Venezuelan President Nicolas Maduro has announced that fuel prices will go up in the country as of 1 June, with gasoline due to be sold at 5,000 bolivars (2.5 US cents) per liter at gas stations nationwide.
These will include 200 stations that will sell premium fuel at the equivalent of 50 US cents a litre, and gasoline will be limited to 120 liters (30 gallons) per month for each vehicle, according to Maduro.
“This is a war, my dear fellow countrymen who listen to me, a brutal war”, the Venezuelan president said in an address to the nation on Saturday, adding that the US is “persecuting any company that brings a drop of gasoline to Venezuela”.
He also said that Venezuela should charge international prices for gasoline “sooner rather than later, to prevent it from being stolen from Colombia and the Caribbean”.
“That should not be decreed or done haphazardly.
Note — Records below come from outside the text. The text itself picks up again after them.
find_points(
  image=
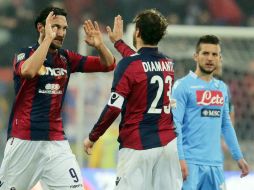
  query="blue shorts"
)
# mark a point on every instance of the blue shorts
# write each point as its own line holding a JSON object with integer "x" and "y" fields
{"x": 203, "y": 177}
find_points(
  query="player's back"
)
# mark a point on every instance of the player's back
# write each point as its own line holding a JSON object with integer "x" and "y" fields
{"x": 145, "y": 80}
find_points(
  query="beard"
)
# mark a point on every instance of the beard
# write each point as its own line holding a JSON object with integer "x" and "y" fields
{"x": 56, "y": 46}
{"x": 206, "y": 71}
{"x": 134, "y": 41}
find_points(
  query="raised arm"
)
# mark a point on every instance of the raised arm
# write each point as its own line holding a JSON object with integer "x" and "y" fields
{"x": 116, "y": 36}
{"x": 33, "y": 64}
{"x": 94, "y": 39}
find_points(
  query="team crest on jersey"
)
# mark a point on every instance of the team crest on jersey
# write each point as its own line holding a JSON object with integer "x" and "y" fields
{"x": 116, "y": 100}
{"x": 210, "y": 113}
{"x": 20, "y": 57}
{"x": 63, "y": 58}
{"x": 209, "y": 98}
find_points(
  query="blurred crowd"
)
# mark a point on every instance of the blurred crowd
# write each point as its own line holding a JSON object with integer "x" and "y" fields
{"x": 17, "y": 16}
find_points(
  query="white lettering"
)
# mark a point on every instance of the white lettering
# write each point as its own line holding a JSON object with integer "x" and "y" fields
{"x": 157, "y": 66}
{"x": 55, "y": 71}
{"x": 208, "y": 99}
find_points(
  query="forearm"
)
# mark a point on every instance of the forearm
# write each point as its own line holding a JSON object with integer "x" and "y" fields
{"x": 123, "y": 48}
{"x": 231, "y": 141}
{"x": 33, "y": 64}
{"x": 107, "y": 59}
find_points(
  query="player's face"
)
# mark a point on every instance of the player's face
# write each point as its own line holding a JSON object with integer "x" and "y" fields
{"x": 134, "y": 39}
{"x": 218, "y": 70}
{"x": 208, "y": 58}
{"x": 60, "y": 23}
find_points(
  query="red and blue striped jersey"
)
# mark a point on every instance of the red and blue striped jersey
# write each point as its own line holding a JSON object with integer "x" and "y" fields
{"x": 36, "y": 111}
{"x": 141, "y": 91}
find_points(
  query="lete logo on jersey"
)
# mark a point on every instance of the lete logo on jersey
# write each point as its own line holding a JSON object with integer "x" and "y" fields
{"x": 211, "y": 98}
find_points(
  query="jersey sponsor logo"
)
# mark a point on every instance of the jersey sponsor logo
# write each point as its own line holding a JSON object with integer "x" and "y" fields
{"x": 76, "y": 186}
{"x": 198, "y": 86}
{"x": 63, "y": 58}
{"x": 210, "y": 113}
{"x": 20, "y": 57}
{"x": 157, "y": 66}
{"x": 55, "y": 71}
{"x": 116, "y": 100}
{"x": 51, "y": 89}
{"x": 118, "y": 180}
{"x": 211, "y": 98}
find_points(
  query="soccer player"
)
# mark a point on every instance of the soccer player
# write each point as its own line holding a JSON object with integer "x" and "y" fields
{"x": 37, "y": 148}
{"x": 141, "y": 89}
{"x": 201, "y": 117}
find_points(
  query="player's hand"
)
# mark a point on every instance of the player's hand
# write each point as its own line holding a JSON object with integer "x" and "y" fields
{"x": 117, "y": 32}
{"x": 49, "y": 31}
{"x": 184, "y": 169}
{"x": 243, "y": 165}
{"x": 88, "y": 145}
{"x": 93, "y": 34}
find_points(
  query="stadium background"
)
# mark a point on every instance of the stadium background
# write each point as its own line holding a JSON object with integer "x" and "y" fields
{"x": 231, "y": 20}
It should be done through planning and strategy”, Maduro pointed out.
Oil Minister Tareck El Aissami, for his part, pledged that diesel fuel, which is vital to industries and electric power plants, will still be subsidized “100%”.
The remarks followed Maduro’s announcement on Thursday that he had appointed a team of specialists from the government to implement a plan of gas distribution in the country and review the price for imported fuel on the domestic market, which has been one of the lowest in the world due to government subsidies.
“We buy gasoline abroad, from Iran and other countries, for dollars. Many people suggest, and I agree that gasoline will have to be charged. I will send a special team of consultants and specialists to assess the cost of gasoline. It will be laid down in the normalization plan and regulation, and I ask for support and understanding from Venezuela”, Maduro said in an address broadcast by the channel VTV.